Segurança de janelas em apartamentos: como prevenir quedas de crianças em casa
Caso do menino Brenno Fernandes Girdziauckas, que caiu do 10º andar em Ribeirão
Preto (SP) e sobreviveu, chama a atenção para prevenção a acidentes.
Menino que caiu do 10º andar de prédio segue internado em Ribeirão Preto
Menino que caiu do 10º andar de prédio segue internado em Ribeirão Preto
A segurança em janelas de apartamentos virou assunto após um grave acidente
registrado no fim de dezembro em Ribeirão Preto (SP). Um
menino de 4 anos caiu da janela do banheiro do apartamento no 10º andar de um
prédio no Centro, onde vive com a família. Brenno Fernandes Girdziauckas está internado na Unidade
de Emergência do Hospital das Clínicas (HC-UE) e já respira sem aparelhos.
O caso dele chama a atenção para riscos dentro de imóveis e para a importância
de medidas simples de prevenção.
Especialistas afirmam que quedas de altura em apartamentos podem ser evitadas
com soluções acessíveis, como redes de proteção certificadas, limitadores de
abertura e travas de segurança.
Os dispositivos impedem a abertura total das janelas, mas mantêm a ventilação e
a iluminação natural dos ambientes.
Além da instalação de equipamentos, a segurança depende também da análise do
tipo de janela, das esquadrias e da organização do espaço interno,
principalmente em residências com crianças, idosos, animais ou pessoas com
deficiência.
Janela do tipo basculante, comum em banheiros e áreas de serviço, exige
atenção redobrada quando não conta com redes, grades ou outros dispositivos de
segurança.
Janelas do tipo basculante, comuns em banheiros e áreas de serviço, são
apontadas como pontos críticos quando não contam com proteção adicional.
A engenheira civil Daniela Dantas explica que esse modelo pode oferecer risco se
houver acesso direto ao vão.
Outra recomendação é evitar móveis próximos às janelas, já que eles podem
facilitar o acesso e aumentar o risco de quedas.
Grades e telas de proteção certificadas são alternativas para reduzir o risco de
quedas em apartamentos, principalmente em imóveis com crianças, idosos ou
pessoas com deficiência.
Além das redes, os limitadores de abertura aparecem como uma alternativa
acessível. Os dispositivos restringem o quanto a janela pode ser aberta e podem
ser ajustados conforme a necessidade do morador.

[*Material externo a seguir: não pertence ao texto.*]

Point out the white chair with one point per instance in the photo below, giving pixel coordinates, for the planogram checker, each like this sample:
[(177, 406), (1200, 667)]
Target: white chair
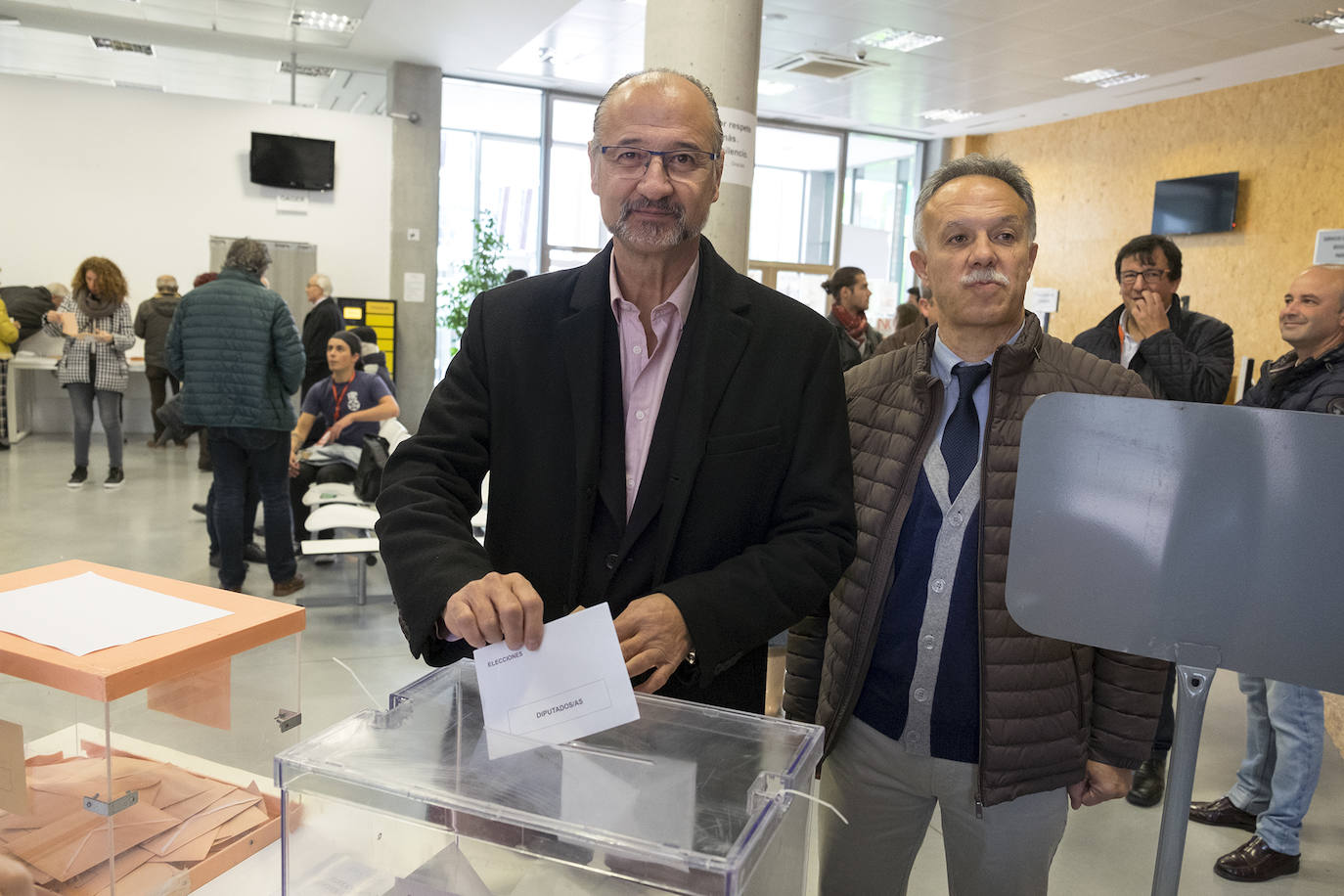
[(336, 507)]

Segundo Monik Seabra Ferraz, gerente comercial de uma empresa especializada, o
equipamento mantém a funcionalidade da janela e oferece controle sobre a
abertura.
A instalação, segundo ela, deve ser feita por profissionais, já que o processo
exige ferramentas específicas e cuidado para não comprometer o vidro ou a
estrutura da janela, principalmente em modelos basculantes.
O tema ganhou destaque após a queda de Brenno. O acidente aconteceu na tarde de
27 de dezembro. Segundo o boletim de ocorrência, a criança caiu pela janela do
banheiro do apartamento, único cômodo que não possuía grade ou tela de proteção.
Durante a queda, o menino bateu contra uma janela de vidro do banheiro do 8º
andar e, em seguida, contra um corrimão de uma área comum, antes de chegar ao
solo. O impacto chegou a entortar a estrutura metálica.
A criança, que é autista não verbal, foi resgatada consciente e levada para a
Unidade de Emergência do Hospital das Clínicas, que fica a cerca de 300 metros
do prédio. Ela sofreu politraumatismo, com fraturas nos dois fêmures e em um dos
pés, e permanece internada na UTI Pediátrica.
De acordo com a família, Brenno já passou por duas cirurgias. O pai dele, Carlos
Daniel Fernandes, disse que o filho foi desintubado na última sexta-feira (2).
Ele continua sedado, mas o quadro de saúde evolui bem.